In Paxton’s non-binding opinion, Miller’s interpretation was an overreach. Pitmasters, including Hernandez, were relieved. He admits he received a registration renewal letter for his scales from TDA a few months before the surprise inspection, but mistakenly thought that Paxton’s directive meant the issue was over. He was wrong.
“Nothing has changed,” TDA spokesman Mark Loeffler wrote in late June in response to Paxton’s directive. “The Attorney General’s letter is non-binding but has been thoroughly reviewed. Our inspectors will continue to do the work they do every day to protect consumers as outlined in TDA rules.” Miller requested the letter from Paxton—and when it didn’t offer the opinion he hoped for, his department ignored it.
I don’t vote for Republicans to increase taxes and regulation, especially in defiance of legislative intent.
I’ve written Mr. Loeffler to see if anything has changed [Edited to add: See comments below], or if the Texas Department of Agriculture still requires barbecue joint owners to pay yearly registrations of $35 per scale and be subject to random inspections, despite the express wishes of the Texas legislature and the opinion of Texas Attorney General Ken Paxton.

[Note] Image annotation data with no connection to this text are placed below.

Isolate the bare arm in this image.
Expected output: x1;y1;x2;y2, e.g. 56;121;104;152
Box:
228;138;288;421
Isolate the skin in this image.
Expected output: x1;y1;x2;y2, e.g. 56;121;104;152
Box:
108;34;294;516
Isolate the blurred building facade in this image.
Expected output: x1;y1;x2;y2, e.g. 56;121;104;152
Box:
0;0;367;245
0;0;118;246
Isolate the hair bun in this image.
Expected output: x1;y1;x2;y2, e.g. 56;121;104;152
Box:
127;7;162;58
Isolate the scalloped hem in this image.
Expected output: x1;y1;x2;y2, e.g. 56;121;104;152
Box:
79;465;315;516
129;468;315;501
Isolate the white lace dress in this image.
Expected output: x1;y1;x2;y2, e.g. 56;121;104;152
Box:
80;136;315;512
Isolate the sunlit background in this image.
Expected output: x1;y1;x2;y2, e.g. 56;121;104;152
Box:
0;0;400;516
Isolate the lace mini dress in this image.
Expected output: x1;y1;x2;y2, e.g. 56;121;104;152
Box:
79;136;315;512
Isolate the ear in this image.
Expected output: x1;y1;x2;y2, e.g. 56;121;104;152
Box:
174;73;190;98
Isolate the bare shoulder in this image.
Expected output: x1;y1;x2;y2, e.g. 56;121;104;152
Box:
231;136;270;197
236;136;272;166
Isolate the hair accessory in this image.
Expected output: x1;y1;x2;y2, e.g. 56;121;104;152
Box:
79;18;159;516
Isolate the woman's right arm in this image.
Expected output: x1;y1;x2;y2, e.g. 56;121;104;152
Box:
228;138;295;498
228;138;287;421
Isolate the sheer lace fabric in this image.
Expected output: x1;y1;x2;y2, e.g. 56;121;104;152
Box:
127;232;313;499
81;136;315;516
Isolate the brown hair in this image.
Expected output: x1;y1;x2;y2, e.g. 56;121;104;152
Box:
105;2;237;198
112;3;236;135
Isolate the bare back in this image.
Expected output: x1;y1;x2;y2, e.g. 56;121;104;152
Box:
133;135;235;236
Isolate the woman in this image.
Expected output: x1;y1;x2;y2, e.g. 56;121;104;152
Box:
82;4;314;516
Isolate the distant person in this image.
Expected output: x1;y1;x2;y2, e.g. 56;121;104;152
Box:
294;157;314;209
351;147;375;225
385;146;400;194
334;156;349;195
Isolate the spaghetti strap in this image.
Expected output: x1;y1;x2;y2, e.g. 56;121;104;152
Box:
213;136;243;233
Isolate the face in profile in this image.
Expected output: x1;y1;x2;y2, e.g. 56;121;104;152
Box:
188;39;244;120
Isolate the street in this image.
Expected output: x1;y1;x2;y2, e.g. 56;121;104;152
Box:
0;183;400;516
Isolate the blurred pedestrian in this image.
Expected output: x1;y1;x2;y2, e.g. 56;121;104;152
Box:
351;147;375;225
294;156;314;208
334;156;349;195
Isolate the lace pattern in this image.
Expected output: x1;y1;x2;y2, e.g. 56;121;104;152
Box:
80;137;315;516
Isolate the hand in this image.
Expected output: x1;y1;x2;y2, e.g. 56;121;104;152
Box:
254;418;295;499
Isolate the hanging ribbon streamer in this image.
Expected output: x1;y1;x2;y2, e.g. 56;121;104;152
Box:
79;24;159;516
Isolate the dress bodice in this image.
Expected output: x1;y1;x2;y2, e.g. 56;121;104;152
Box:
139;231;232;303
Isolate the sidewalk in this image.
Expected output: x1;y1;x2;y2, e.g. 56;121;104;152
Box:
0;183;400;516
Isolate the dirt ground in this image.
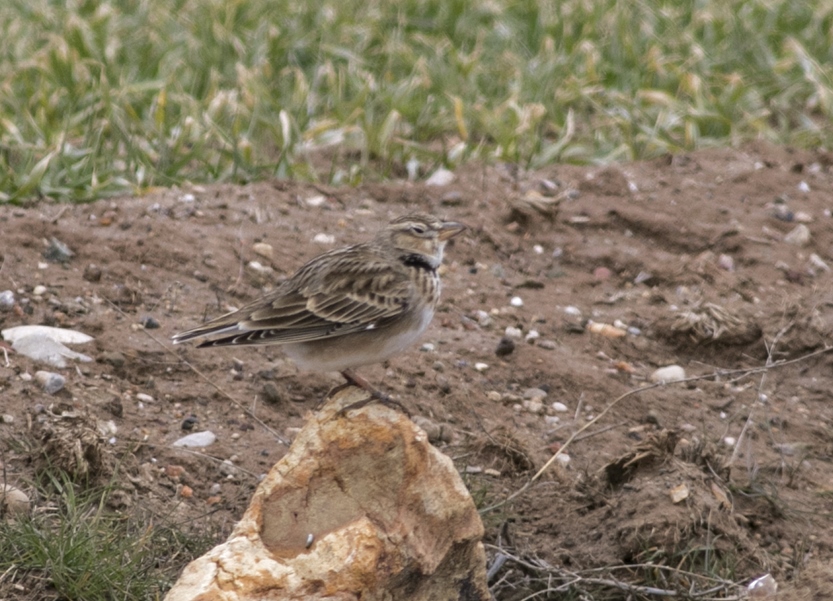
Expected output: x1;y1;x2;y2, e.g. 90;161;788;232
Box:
0;145;833;600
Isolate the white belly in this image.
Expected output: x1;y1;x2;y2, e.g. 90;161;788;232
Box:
283;311;434;371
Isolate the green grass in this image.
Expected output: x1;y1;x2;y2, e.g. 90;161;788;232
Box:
0;476;210;601
0;0;833;202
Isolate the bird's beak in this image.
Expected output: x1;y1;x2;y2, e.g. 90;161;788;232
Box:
439;221;466;242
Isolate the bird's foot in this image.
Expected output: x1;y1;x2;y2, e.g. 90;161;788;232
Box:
331;369;411;417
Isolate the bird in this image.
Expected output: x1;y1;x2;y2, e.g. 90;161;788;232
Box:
173;213;466;407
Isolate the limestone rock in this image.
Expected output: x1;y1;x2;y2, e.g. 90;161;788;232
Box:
165;387;489;601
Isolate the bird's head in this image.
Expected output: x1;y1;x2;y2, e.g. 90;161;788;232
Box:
379;213;466;269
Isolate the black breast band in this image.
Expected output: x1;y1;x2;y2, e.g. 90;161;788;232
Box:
402;255;434;271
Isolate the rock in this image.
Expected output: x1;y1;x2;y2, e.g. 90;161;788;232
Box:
252;242;275;261
425;167;454;186
0;290;14;311
648;365;685;384
179;414;200;432
43;238;75;263
165;387;490;601
524;388;547;401
495;336;515;357
35;371;67;394
171;430;217;447
83;263;101;283
98;351;125;368
0;484;29;518
139;315;159;330
0;326;93;344
784;223;811;246
503;326;524;339
12;336;92;368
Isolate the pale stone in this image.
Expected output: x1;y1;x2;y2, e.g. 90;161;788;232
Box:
649;365;685;384
165;387;490;601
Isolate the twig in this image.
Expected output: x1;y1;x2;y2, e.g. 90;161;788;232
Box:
480;346;833;514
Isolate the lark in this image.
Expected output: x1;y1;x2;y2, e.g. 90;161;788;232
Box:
173;213;465;401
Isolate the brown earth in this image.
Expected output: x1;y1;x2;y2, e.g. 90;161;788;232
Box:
0;145;833;600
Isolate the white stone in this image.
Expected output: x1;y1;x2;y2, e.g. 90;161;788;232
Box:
425;167;454;186
649;365;685;384
0;326;93;344
171;430;217;447
503;326;523;338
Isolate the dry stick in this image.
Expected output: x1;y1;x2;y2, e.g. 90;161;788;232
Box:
480;346;833;514
107;300;289;446
724;323;793;468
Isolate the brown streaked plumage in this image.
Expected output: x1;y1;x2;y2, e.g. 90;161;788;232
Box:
173;214;465;400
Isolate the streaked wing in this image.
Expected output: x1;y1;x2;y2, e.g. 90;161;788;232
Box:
176;245;413;346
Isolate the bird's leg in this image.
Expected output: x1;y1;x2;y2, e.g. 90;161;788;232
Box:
339;369;411;417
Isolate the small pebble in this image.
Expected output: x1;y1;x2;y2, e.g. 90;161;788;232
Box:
35;371;66;394
312;234;336;244
252;242;273;260
139;315;159;330
524;388;547;400
593;267;613;282
0;290;14;311
172;430;217;447
503;326;523;338
0;484;30;517
648;365;686;384
521;400;544;415
179;414;199;432
98;351;125;367
83;263;101;283
425;167;454;186
43;238;75;263
495;336;515;357
263;382;283;405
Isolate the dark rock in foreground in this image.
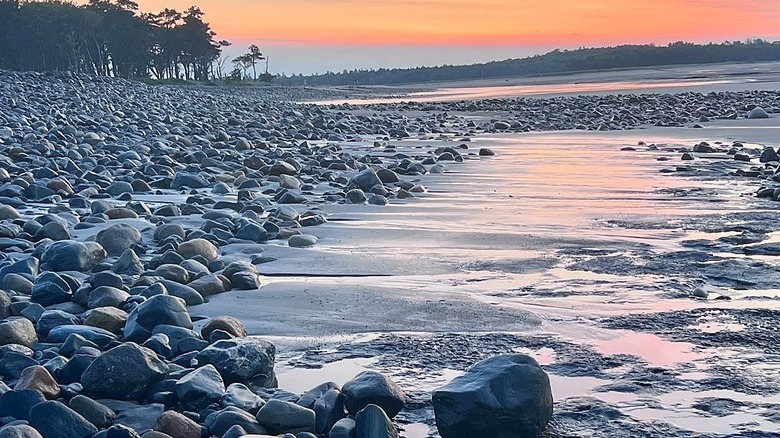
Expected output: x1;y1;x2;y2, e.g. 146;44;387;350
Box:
433;354;553;438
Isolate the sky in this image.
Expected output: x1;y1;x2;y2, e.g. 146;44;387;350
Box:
105;0;780;74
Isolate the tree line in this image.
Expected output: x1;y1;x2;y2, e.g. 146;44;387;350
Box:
0;0;242;81
275;39;780;86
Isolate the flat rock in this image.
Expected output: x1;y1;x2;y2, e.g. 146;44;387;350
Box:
341;371;406;418
30;401;97;438
196;338;276;387
14;365;60;400
41;240;108;272
81;342;169;400
124;295;192;342
255;399;315;434
433;354;553;438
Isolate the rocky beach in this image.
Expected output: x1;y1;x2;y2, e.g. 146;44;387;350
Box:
0;64;780;438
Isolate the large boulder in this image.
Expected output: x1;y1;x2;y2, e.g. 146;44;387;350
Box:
95;224;141;256
175;364;225;411
178;239;219;262
341;371;406;418
195;338;276;387
433;354;553;438
154;411;203;438
14;365;60;400
124;295;192;343
41;240;108;272
171;172;209;190
355;405;400;438
255;399;315;434
81;342;169;400
0;318;38;347
30;401;97;438
747;106;769;119
200;316;246;339
204;406;268;436
0;424;43;438
68;395;116;429
111;249;144;276
349;167;382;192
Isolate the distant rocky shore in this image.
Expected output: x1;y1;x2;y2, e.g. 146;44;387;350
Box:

Don’t mess with Texas BBQ joints…
(Hat tip: Ace of Spades HQ.)
Tags: barbecue, Ken Paxton, Regulation, Sid Miller, Texas
Lawrence, happy to respond. Don’t believe fake news. The TxMonthly article wrong on many facts despite our office working with Daniel to correct. First, understand this is not about BBQ joints. TDA has a regulatory responsibility (since 1907) over weights and measures. That’s why we check gas pumps and scales for accuracy. Any scale used in a commercial transaction in Tx has to be checked and licensed to protect consumer. Pawn shops, airport luggage scales, yogurt shops, mailing centers . . all licensed for accuracy. BBQ joints wanted a special exemption. Before that cow became brisket, it was weighed at cattle auction, meat processor, meat market – all the way until it was sold to BBQ joint. BBQ owners WANT to buy off regulated scales but don’t want to sell off them? More here than meets the eye. Commissioner Miller is responsible to same Texans as AG Paxton and legislators. But he’s working for the consumer, not a few disgruntled BBQ joint owners and their lobbyists in the Texas Restaurant Assn.